Per Layal l’esperienza del carcere rappresenta anche una presa di coscienza.
Ho scelto di concentrarmi su una donna che non era direttamente coinvolta nella lotta perché pensavo che così sarebbe stato più interessante essere testimoni della sua esperienza anche oltre la politica: delle sue scelte in quanto essere umano. Che è il motivo per cui viene condannata alla prigione: per una presa di posizione umana, l’idea di aiutare qualcuno che ha bisogno. Volevo che chiunque potesse identificarsi con lei, tutti noi potremmo dover affrontare una scelta del genere.
In un altro film palestinese uscito di recente e che racconta la vita nelle prigioni israeliane, «Ghost Hunting» di Raed Andoni, si trova un tema molto forte anche in «3000 Nights»: l’immaginazione, la vita interiore, come unico strumento di sopravvivenza.
Ho sempre pensato che l’importanza dell’immaginazione fosse uno dei temi portanti del film. È qualcosa che ho cercato di rappresentare senza dipendere esclusivamente dal dialogo, affidandomi alle immagini per mostrare come il mondo interiore sia uno spazio di libertà all’interno della bruttezza di un luogo come la prigione.
In carcere , nasce anche una solidarietà fra le detenute palestinesi e una prigioniera israeliana.
Credo che il mio sia il primo film ad affrontare questo argomento, che non è stato documentato ma che ho riscontrato nel corso della mia ricerca. Non è un fenomeno diffuso ma c’è stato più di un episodio di solidarietà tra palestinesi e israeliane in prigione.

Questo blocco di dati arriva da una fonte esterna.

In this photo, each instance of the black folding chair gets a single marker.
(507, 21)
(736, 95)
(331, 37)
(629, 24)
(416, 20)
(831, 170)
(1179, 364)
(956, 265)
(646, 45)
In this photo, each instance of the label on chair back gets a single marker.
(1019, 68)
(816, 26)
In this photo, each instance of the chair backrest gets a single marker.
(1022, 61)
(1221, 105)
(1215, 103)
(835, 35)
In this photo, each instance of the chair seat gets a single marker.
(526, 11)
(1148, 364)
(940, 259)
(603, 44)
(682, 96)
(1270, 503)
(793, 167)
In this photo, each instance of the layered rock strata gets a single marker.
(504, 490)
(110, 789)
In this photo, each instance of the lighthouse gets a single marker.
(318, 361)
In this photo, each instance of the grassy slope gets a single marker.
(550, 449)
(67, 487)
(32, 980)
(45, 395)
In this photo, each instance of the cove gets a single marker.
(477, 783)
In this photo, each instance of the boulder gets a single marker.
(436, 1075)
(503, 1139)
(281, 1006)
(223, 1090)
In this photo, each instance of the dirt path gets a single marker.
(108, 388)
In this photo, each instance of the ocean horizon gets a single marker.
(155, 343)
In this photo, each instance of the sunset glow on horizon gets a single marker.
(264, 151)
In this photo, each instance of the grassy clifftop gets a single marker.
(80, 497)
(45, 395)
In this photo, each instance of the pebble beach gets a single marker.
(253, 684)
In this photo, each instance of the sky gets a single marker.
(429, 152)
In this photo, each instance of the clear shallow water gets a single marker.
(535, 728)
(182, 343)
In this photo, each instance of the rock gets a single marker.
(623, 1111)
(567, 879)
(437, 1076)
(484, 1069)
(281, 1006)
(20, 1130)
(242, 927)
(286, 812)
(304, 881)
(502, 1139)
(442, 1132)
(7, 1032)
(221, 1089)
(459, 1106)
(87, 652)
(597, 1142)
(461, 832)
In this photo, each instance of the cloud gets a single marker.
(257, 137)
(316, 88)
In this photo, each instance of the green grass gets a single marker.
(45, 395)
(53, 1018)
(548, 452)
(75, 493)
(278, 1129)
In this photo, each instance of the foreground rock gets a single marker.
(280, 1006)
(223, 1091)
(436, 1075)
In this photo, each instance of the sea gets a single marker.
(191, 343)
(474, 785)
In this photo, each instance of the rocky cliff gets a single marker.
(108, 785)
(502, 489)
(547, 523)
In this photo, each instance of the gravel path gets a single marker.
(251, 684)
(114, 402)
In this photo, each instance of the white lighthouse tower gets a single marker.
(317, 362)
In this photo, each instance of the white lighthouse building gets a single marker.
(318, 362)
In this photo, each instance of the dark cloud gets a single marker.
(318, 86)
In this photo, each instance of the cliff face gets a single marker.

Alle volte persino le guardie sono toccate dalle carcerate, dalla loro causa: le rispettano.
Il film è ambientato in un’epoca molto buia, ma ha un forte messaggio di speranza. Valido oggi come allora?
La situazione ora è peggio che mai. Non c’è legge internazionale che venga applicata contro l’occupazione, per proteggere i palestinesi. Ma il movimento civile di resistenza deve continuare, e l’arte e la cultura sono delle componenti determinanti perché rappresentano un modo di raccontare la nostra storia, di raggiungere più persone possibile e aumentare la consapevolezza di ciò che accade, sottolineando l’importanza di un dialogo che porti al cambiamento. La resistenza è l’unica via possibile per ogni palestinese. Non posso fare a meno di conservare la speranza, e penso che le donne possano avere un ruolo sempre più importante. È questo in fondo il messaggio del film, la disperazione e la rassegnazione sono il nemico principale: Layal non si arrende e non viene sconfitta.